Scottish Daily Mail

Ephraim Hardcastle

- Email: john.mcentee@dailymail.co.uk

WITH the Crown Estate owning the rights to most UK seabeds, enjoying a growing income from energy companies for the location of wind turbines, Prince Charles has an understand­able keenness for the controvers­ial electricit­y generators. Last year he officially opened Scotland’s largest wind farm just off the Caithness coast near Wick. But is his enthusiasm shared by Prince Philip? Hardly. Before his retirement, meeting a wind turbine operator at a Buckingham Palace reception, the duke raged: ‘They’re absolutely useless, completely reliant on subsidies and an absolute disgrace.’ Arguing back that they were costeffect­ive and ‘the future’, the hapless operative was asked by Philip: ‘You don’t believe in fairy tales do you?’

DOMINIC Raab took the oath of office as Foreign Secretary during Wednesday’s telephone Council with the Queen at Balmoral. According to the Court Circular, he also kissed hands with the monarch. Unless Dominic has acquired Saint Padre Pio’s gift of bilocation, isn’t it time the Circular was ushered into the 21st century?

KEIR Starmer was a ‘near-Bolshevik bruiser’ at Reigate Grammar School, according to his fellow pupil, Right-wing commentato­r Andrew Sullivan. Describing the adolescent Labour leader in The Spectator, Sullivan writes: ‘[He had] a Bay City Rollers haircut, a fat tie, an unbuttoned collar and an air of real roughness.’ Where did it all go wrong, Keir?

JOELY Richardson, pictured, plays a British astronaut in Paul Anderson’s 1997 sci-fi movie Event Horizon, which is being reincarnat­ed as a TV series by Amazon. Richardson wears an EU flag rather than a Union Jack on her space suit – she surely qualifies historical­ly as the first Remainer, opposing Brexit 23 years before the event.

WILL Harry and Meghan be seeking guidance on their Netflix production­s from Uncle Edward? Unlikely. When he ran Ardent Production­s, Edward attempted to interview an elderly German gent who had witnessed his great-uncle Edward VIII’s meeting with Hitler.

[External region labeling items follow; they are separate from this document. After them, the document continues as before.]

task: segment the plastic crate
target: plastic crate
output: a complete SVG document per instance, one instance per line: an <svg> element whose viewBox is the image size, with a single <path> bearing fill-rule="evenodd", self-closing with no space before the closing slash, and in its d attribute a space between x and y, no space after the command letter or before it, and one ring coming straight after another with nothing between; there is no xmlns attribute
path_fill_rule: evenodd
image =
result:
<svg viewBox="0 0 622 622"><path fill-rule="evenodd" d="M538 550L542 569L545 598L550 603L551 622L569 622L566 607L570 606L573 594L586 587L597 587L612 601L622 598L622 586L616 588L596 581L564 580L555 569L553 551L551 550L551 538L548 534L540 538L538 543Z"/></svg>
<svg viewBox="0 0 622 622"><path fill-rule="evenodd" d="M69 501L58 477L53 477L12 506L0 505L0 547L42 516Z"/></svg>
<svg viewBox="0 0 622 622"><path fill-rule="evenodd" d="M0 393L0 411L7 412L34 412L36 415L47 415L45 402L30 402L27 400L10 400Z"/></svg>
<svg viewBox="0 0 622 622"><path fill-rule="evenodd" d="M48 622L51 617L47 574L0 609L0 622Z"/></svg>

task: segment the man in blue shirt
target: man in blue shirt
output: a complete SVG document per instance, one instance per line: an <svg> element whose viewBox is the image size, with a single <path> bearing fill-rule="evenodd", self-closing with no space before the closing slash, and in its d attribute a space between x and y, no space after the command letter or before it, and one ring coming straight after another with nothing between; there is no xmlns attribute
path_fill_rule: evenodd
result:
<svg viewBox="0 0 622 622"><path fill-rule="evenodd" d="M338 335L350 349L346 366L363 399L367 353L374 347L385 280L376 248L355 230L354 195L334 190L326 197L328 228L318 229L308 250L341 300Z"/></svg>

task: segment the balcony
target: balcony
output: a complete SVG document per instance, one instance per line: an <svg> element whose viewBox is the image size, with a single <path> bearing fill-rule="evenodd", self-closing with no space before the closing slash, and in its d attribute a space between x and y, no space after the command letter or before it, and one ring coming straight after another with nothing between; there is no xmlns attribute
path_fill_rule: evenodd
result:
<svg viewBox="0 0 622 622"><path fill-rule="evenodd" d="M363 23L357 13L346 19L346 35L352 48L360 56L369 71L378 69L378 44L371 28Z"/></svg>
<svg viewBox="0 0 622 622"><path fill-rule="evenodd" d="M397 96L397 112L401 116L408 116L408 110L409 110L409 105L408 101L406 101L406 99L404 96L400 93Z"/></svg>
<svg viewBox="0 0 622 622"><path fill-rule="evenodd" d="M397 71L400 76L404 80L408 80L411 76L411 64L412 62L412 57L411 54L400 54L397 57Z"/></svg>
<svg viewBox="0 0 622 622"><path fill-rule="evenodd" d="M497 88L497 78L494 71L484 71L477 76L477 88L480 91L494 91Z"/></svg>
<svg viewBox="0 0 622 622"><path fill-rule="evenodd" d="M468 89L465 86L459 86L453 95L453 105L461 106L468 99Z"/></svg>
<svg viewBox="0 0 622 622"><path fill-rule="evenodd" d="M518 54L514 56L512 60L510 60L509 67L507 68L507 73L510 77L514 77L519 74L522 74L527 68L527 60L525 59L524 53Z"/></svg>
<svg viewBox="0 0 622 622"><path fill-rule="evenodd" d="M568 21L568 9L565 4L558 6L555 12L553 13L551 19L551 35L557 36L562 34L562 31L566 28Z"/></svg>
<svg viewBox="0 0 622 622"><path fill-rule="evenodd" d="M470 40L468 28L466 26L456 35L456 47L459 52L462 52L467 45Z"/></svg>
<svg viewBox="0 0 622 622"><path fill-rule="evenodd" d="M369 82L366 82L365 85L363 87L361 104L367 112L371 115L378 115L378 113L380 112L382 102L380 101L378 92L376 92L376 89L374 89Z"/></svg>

When it became clear the out-of-his depth Edward was getting nowhere, producer Christine Carter stopped the interview, recalling: ‘I said to Edward, “What did the Duke of Windsor say to Hitler?” Edward said, “Chris, you’d better do this interview.”’ Ardent was put out of its misery in 2009.

MARTHA Kearney initiates a Radio 4 Today contest to find a woke joke after John Cleese complains that PC obsessives are unfunny. But hasn’t Cleese’s tickling stick been AWOL since before the millennium?

GABBY socialite Kathy Lette tweets irately: ‘To the ratbag who stole my cycle, I spent years moulding that bike seat to my own sweet shape. It gave a very intimate meaning to “bespoke”. Well, I just hope it gets your nuts in a knot.’ So far removed from John Betjeman’s gentle couplet: ‘I sometimes think that I should like / To be the saddle of a bike.’